Theatre audiences are, for the most part, quite comfortable with their self-assigned role of secret voyeurs of the people on stage who go about their lives with no apparent knowledge that they’re being observed. In this female four-hander, however, which is bubbling with energy and, at times, barely suppressed anger, theatre writer and director Adura Onashile makes us much more complicit.
Misuse of women is contrasted in the modern-day club scenes with the implied voyeurism and the use of date rape drugs
Designer Karen Tennent’s set is a simple framework which means, as an audience, we can’t not be aware of supposedly watching what’s happening through an invisible fourth wall or, given the makeup repairs the cast soon start making towards us, imaginary one-way mirrors. It’s only later that we realise that we’ve actually been cast as a different kind of audience.

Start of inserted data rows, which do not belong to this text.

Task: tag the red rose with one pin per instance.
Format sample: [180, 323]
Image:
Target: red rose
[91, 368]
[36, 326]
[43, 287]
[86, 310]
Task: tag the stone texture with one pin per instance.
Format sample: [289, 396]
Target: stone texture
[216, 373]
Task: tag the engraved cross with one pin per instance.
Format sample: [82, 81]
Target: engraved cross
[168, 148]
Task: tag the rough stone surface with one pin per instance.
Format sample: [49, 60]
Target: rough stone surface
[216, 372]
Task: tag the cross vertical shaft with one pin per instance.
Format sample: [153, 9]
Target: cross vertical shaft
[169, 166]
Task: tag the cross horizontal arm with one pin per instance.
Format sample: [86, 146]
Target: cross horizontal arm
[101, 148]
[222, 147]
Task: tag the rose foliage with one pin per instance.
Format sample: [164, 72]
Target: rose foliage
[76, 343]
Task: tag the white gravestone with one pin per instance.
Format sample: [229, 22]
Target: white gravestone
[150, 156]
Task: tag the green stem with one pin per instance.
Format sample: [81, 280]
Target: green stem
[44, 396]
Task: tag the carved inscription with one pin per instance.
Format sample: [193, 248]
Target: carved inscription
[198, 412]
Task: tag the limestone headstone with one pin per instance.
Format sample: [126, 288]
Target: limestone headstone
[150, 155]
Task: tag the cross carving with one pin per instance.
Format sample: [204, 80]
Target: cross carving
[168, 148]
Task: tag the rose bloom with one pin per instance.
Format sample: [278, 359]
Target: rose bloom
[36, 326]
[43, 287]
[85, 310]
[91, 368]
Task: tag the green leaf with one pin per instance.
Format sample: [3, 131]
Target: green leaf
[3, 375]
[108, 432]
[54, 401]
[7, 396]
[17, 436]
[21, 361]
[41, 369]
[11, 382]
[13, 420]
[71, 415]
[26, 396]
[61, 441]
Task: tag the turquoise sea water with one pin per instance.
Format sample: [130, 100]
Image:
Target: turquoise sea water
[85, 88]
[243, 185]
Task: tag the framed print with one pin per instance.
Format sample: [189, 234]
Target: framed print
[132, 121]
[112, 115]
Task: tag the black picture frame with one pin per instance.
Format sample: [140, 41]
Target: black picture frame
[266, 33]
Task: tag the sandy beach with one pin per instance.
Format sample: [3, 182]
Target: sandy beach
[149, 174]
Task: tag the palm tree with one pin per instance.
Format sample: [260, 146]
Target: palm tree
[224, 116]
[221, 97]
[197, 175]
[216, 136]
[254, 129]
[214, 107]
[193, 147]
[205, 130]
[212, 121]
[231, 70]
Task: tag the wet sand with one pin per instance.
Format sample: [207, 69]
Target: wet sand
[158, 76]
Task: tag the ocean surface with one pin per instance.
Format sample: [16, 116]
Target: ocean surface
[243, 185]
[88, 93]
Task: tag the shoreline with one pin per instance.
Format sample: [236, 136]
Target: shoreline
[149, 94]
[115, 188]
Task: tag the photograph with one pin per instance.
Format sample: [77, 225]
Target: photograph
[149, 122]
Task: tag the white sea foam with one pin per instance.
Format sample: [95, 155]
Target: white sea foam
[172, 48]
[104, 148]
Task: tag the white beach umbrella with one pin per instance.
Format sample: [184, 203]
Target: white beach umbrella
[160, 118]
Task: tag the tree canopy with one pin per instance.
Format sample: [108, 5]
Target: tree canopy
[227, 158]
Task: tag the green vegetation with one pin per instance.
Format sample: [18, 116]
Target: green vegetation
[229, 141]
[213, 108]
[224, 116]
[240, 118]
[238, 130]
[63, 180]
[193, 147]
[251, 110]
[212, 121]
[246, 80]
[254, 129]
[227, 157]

Expensive Shit is set in two locations: a generic present-day nightclub (which the faded posters suggest is in Glasgow) and the Shrine club in 1970s’ Lagos, where women came to stay under the protection of pioneering Nigerian musician and political activist Fela Kuti. The switches between the two are indicated chiefly through Simon Hayes’ lighting design and Matt Padden’s soundscape – subdued bass beats for the nightclub contrasted with Fela’s full-on Afrobeats.

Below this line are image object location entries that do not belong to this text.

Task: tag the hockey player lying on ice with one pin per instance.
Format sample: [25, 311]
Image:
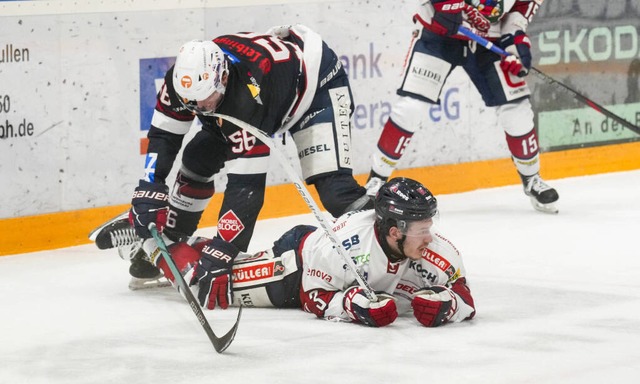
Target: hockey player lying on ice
[407, 264]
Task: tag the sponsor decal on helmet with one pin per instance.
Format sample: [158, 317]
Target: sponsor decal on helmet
[186, 81]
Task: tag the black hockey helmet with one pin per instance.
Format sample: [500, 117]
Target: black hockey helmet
[401, 200]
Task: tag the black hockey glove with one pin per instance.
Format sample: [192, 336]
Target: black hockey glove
[448, 16]
[372, 313]
[150, 204]
[519, 61]
[213, 274]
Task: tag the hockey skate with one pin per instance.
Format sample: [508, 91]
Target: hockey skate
[543, 197]
[118, 233]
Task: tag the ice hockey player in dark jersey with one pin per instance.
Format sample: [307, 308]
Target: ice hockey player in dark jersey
[411, 266]
[286, 79]
[436, 49]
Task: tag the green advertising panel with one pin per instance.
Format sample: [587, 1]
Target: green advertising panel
[581, 127]
[593, 47]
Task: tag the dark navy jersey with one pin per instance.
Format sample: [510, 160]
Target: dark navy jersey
[266, 79]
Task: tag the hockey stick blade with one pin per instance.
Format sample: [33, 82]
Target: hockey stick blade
[219, 343]
[550, 80]
[304, 193]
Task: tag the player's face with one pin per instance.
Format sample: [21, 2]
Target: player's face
[209, 105]
[417, 237]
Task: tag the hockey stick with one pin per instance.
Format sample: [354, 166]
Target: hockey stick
[304, 192]
[549, 80]
[219, 343]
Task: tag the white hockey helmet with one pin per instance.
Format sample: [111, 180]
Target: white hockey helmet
[198, 71]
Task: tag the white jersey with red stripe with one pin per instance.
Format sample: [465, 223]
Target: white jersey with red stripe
[505, 16]
[325, 274]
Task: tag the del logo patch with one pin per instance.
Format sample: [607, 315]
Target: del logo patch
[437, 260]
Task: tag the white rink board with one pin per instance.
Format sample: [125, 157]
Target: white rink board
[77, 85]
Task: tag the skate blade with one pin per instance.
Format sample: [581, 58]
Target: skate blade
[136, 284]
[93, 234]
[545, 208]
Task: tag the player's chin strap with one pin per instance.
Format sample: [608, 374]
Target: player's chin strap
[306, 196]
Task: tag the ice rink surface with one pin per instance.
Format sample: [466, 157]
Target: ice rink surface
[557, 297]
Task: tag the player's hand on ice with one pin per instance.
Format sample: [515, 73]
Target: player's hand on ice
[448, 16]
[213, 274]
[372, 313]
[434, 306]
[150, 204]
[519, 61]
[476, 19]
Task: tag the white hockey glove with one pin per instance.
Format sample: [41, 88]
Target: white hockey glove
[519, 61]
[434, 306]
[149, 204]
[476, 19]
[213, 274]
[372, 313]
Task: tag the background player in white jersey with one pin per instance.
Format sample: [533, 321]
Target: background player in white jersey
[436, 50]
[395, 247]
[285, 79]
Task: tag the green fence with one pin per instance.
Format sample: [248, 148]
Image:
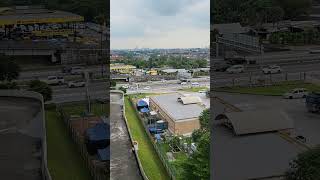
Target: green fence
[171, 171]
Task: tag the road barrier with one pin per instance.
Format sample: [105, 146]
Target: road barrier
[143, 174]
[94, 167]
[171, 172]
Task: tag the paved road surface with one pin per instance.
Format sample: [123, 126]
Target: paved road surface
[123, 163]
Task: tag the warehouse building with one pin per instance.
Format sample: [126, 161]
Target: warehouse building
[180, 111]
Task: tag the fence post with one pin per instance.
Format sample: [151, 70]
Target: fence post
[286, 76]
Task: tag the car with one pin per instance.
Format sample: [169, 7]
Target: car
[272, 69]
[235, 69]
[296, 93]
[76, 70]
[195, 84]
[79, 83]
[125, 86]
[55, 80]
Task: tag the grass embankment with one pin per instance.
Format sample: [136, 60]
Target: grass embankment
[274, 90]
[64, 159]
[150, 161]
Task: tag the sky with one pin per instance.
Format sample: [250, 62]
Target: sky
[159, 24]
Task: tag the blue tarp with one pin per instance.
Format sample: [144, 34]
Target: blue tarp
[104, 154]
[157, 136]
[144, 110]
[142, 103]
[99, 132]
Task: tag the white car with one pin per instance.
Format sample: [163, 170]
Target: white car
[236, 69]
[76, 70]
[272, 70]
[125, 86]
[195, 84]
[54, 80]
[73, 84]
[296, 93]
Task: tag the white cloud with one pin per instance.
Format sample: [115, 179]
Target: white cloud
[160, 24]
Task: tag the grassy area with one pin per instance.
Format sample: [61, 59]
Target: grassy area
[78, 108]
[276, 90]
[194, 89]
[151, 163]
[64, 159]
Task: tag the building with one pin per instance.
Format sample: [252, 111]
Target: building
[122, 68]
[181, 112]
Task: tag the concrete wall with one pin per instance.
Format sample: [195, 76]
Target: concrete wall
[40, 116]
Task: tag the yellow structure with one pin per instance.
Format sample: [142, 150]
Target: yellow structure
[30, 15]
[152, 72]
[122, 68]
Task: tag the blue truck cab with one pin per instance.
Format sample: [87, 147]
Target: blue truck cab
[313, 102]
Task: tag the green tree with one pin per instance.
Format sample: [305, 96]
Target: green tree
[124, 90]
[205, 119]
[306, 166]
[41, 87]
[197, 166]
[9, 69]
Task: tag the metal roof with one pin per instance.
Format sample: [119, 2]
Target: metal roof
[190, 100]
[176, 110]
[249, 122]
[231, 28]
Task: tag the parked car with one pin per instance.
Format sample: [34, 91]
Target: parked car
[54, 80]
[296, 93]
[313, 102]
[79, 83]
[236, 69]
[76, 70]
[195, 84]
[272, 69]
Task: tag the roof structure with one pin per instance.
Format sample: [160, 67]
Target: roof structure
[231, 28]
[249, 122]
[31, 15]
[176, 110]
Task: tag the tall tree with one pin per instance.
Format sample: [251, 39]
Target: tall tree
[9, 69]
[306, 166]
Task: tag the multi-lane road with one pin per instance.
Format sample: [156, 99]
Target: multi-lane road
[98, 89]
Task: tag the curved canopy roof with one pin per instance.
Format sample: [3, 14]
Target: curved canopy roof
[249, 122]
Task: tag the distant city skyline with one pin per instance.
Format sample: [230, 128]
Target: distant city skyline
[165, 24]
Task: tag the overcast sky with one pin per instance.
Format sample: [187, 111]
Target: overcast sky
[160, 24]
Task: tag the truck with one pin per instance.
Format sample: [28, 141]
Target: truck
[313, 102]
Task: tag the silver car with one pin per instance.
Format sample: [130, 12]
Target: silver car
[296, 93]
[73, 84]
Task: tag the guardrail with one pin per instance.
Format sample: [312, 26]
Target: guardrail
[164, 161]
[143, 174]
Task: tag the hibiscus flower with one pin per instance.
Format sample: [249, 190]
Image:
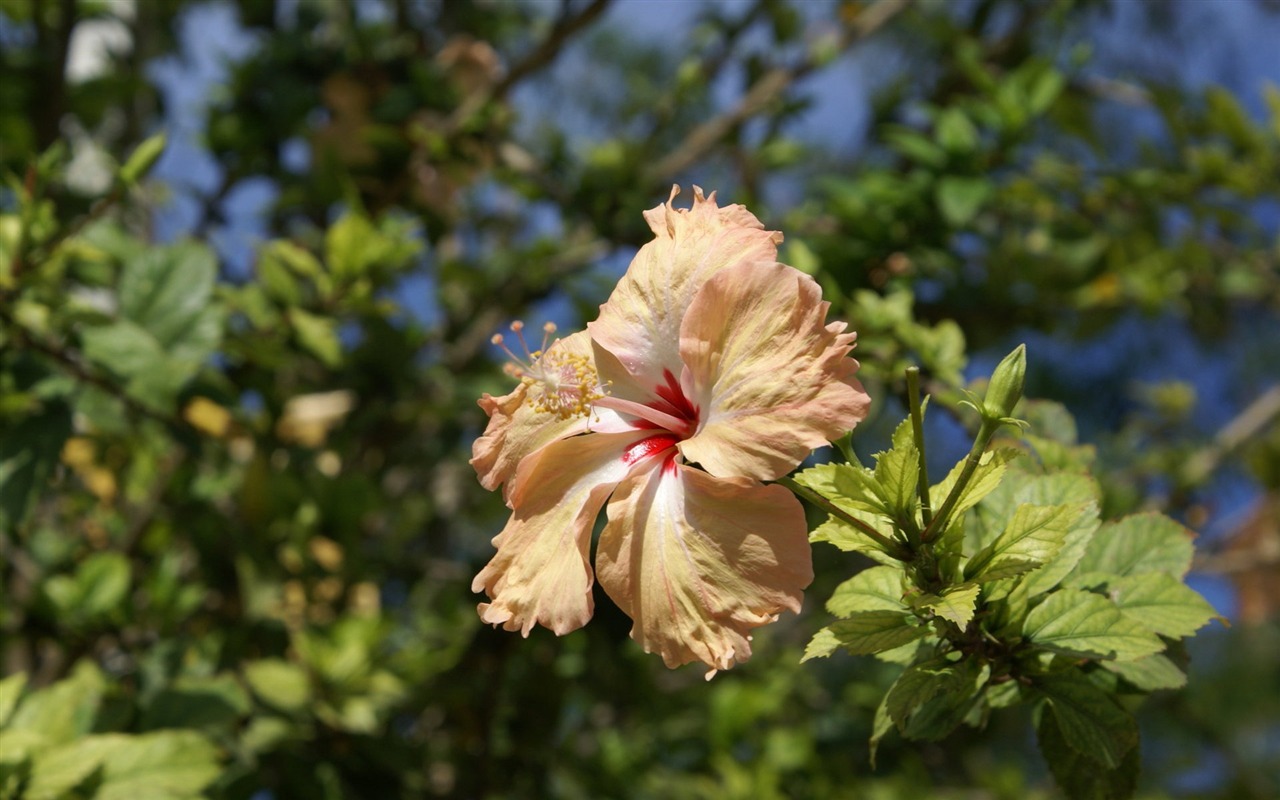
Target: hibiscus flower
[709, 370]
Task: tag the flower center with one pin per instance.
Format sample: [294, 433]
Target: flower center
[560, 383]
[671, 411]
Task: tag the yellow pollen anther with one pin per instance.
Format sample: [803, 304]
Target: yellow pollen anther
[560, 383]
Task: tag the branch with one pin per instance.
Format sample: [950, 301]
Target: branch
[769, 87]
[72, 364]
[1247, 425]
[549, 48]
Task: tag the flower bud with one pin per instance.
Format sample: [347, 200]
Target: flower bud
[1006, 385]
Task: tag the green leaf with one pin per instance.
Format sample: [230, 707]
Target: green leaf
[1084, 624]
[279, 684]
[10, 689]
[955, 132]
[929, 700]
[823, 644]
[1033, 536]
[881, 725]
[1161, 603]
[956, 603]
[897, 474]
[103, 581]
[167, 289]
[1050, 489]
[62, 711]
[1079, 776]
[983, 481]
[318, 334]
[204, 703]
[960, 199]
[1137, 544]
[1091, 721]
[28, 453]
[142, 159]
[164, 766]
[865, 632]
[850, 487]
[346, 245]
[123, 347]
[851, 539]
[1150, 673]
[874, 589]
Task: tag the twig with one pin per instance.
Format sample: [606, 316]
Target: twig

The common connection between these two locations is Tolu (a forthright Sabina Cameron) who in the present day is the self-mocking ‘Queen of the Toilets’, scraping a living from tips and selling cheap makeup essentials. Cameron’s three fellow cast members, meantime, switch from being young “women” desperate for the alleged life-chances arising from becoming some of Fela’s dancers, to supposedly independent modern “ladies” looking for a good time at the weekend.
Back at the Shrine club, Tolu dreamed of becoming Africa’s first female band leader. It’s obvious that she doesn’t achieve this although Onashile’s script holds back on why until near the close in a pivotal scene in which Tolu essentially dares to raise her head in what – for all its supposed political and creative radicalism – remains very much a patriarchal community.
Given the relatively brief running time, it’s inevitable that most of the characterisation is somewhat limited despite the best efforts of the cast to breathe life into them. Like some manufactured girl group (which is not an entirely inappropriate metaphor) during the Lagos scenes Teri Ann Bobb Baxter comes across as the gutsy one, Diana Yekinni as the bolshy one, and Jamie Marie Leary as the poor innocent who’s horrified to find “her name on the door” and therefore expected to trade her virginity for an improved social position within Fela’s commune.
This misuse of women is contrasted in the modern-day club scenes with the implied voyeurism and the use of date rape drugs. There is obviously anger at the heart of Expensive Shit but while we are given a real sense of outraged women at last taking control of their own image, there’s nevertheless a sense that such anger isn’t enough, and the realisation that we haven’t progressed, as a society, anywhere as far as we might think we have done.